By Melonie Magruder / Special to The Malibu Times

Architect and designer Robert Mechielsen believes passionately in sustainable building, using environmentally friendly practices and recyclable materials such as reprocessed foam and even ice.

Mechielsen, a local resident, has been selected to join a prestigious, small group of artists to design this year’s ICEHOTEL in Jukkasjärvi, Sweden, approximately 124 miles north of the Arctic Circle. The hotel, constructed entirely of ice blocks and impacted snow, is rebuilt every year in early December, houses guests in a toasty 25 degrees Fahrenheit (the hotel provides warm clothing) for a couple of months and then melts in April.

The Dutch-born architect acknowledged that there were certain design challenges in the work.

“It all must be approved by the Swedish Building Department so that even with the ice, snow and reindeer skins built into the design, it must be up to code,” he said.

Mechielsen has based his design this year on the principals of Roman arches. With a 2000-year established precedent, he said, “It should last until at least April.”

The ICEHOTEL Art & Design Group asks artists from around the world to submit design ideas, with plans made to spec, and selections are made from the most innovative.

“You use many of the principals of igloo construction,” Mechielsen said. “And with all these amazingly talented artists, the atmosphere is out of this world and totally non-competitive. We are here to create art.”

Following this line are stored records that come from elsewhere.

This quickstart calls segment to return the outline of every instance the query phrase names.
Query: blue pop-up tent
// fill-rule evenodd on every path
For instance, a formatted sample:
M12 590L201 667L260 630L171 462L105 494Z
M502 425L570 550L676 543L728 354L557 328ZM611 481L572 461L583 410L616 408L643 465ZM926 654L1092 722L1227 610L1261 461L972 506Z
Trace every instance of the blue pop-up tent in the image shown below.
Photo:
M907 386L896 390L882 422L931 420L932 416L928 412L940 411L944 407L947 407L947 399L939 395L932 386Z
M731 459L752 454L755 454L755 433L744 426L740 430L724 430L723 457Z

Consequently, the hotel is set in a forest of fantastic ice sculpture, as well as providing a haven in which to eat and sleep.

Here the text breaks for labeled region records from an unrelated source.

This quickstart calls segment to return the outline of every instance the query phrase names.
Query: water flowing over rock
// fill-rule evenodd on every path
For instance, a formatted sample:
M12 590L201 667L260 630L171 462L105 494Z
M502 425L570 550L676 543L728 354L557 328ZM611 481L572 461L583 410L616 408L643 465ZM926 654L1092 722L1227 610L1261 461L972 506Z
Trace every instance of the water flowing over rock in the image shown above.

“The plates and cups in the restaurant are all made of ice, but it doesn’t stick to your fingers.”

Guests sleep on beds carved out of ice and loaded with reindeer skins in suites that are individually designed.

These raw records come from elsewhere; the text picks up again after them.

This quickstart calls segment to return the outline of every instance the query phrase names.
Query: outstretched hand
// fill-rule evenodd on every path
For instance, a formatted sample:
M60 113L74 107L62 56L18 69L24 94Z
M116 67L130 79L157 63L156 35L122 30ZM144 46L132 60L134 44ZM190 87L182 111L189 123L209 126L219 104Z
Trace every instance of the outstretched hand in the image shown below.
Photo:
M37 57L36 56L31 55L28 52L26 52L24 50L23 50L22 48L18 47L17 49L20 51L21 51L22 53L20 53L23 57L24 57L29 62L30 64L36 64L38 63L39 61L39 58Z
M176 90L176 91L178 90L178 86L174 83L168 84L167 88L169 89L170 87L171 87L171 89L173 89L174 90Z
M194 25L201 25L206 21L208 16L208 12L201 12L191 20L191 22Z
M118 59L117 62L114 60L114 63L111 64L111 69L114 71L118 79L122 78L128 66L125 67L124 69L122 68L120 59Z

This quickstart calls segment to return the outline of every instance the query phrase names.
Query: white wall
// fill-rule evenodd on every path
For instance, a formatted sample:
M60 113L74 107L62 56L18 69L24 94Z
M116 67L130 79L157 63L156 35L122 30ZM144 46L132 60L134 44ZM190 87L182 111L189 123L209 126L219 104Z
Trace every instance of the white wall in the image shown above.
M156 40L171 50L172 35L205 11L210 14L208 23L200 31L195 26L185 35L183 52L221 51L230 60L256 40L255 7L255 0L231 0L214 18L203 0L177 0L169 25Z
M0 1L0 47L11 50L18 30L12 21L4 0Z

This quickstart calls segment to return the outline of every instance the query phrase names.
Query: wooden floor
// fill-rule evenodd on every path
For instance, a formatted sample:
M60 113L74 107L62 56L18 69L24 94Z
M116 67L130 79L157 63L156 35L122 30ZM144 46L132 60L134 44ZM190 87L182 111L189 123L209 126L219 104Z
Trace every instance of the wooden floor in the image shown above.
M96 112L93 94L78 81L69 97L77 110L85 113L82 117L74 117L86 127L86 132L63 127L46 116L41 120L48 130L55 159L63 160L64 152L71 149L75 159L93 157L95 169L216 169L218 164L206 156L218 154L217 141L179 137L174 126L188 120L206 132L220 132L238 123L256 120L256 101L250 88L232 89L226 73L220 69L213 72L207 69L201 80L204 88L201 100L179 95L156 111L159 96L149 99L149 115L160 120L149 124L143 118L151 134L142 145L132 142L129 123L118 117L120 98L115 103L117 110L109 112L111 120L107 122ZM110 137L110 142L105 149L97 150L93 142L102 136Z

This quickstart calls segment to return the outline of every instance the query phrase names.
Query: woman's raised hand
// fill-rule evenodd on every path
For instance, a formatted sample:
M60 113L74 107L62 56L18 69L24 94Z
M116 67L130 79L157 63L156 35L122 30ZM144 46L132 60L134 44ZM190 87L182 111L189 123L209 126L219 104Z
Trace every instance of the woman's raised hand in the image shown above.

“The blocks of ice are cut from the Torne River nearby,” Mechielsen explained, “and the water is so cold that the ice blocks are completely transparent. We plumb them for electricity so the colored lighting from inside the ice blocks makes for very exciting effects in the rooms.”

Mechielsen employs chain saws and chisels with diamond blades to personalize the construction and characterization of each ice suite. The blocks of ice are glued together with a splash of warm water and, “if I want a really sharp or flat line to something, I use an iron,” he said.

The Discovery Channel and National Geographic are documenting this year’s ICEHOTEL construction.

More permanent housing solutions, however, are what inspire Mechielsen and his design company STUDIO-RMA; as long as they are part of an enviro-conscious solution to the planet’s depleting natural resources. In an effort to inform the public about sustainable building practices, he will be taking part in a Malibu Chamber of Commerce presentation next Wednesday entitled “Zero Impact Malibu.” This event, Mechielsen said, is designed to create awareness and “give people the tools, with exciting and practicable examples, of how home construction can be environmentally sustainable and doable now.”

The trick to “green-building,” he said, “is to blend the economic element with the social element and the ecological concern.”

The goal is to construct with a harmony of the natural setting, using materials that are easy on the earth.

Mechielsen wants to incorporate increasingly new and durable sustainable building ethics into all of his design work. He cited a home he built on the big island of Hawaii that “used principals developed for a European agro-business’ greenhouses.” After last month’s earthquake that damaged buildings all around the island, this house “had not one broken window,” he said. It was built with a material called SCIPS, or structural concrete insulation panels, which are made from a combination of recycled foam, recycled metal mesh and light concrete. SCIP-constructed homes are also designed to withstand earthquakes up to 8 on the Richter Scale, winds up to 200 mph winds and offer four hours of resistance to fire.

“This is at the forefront of building materials now,” Mechielsen said.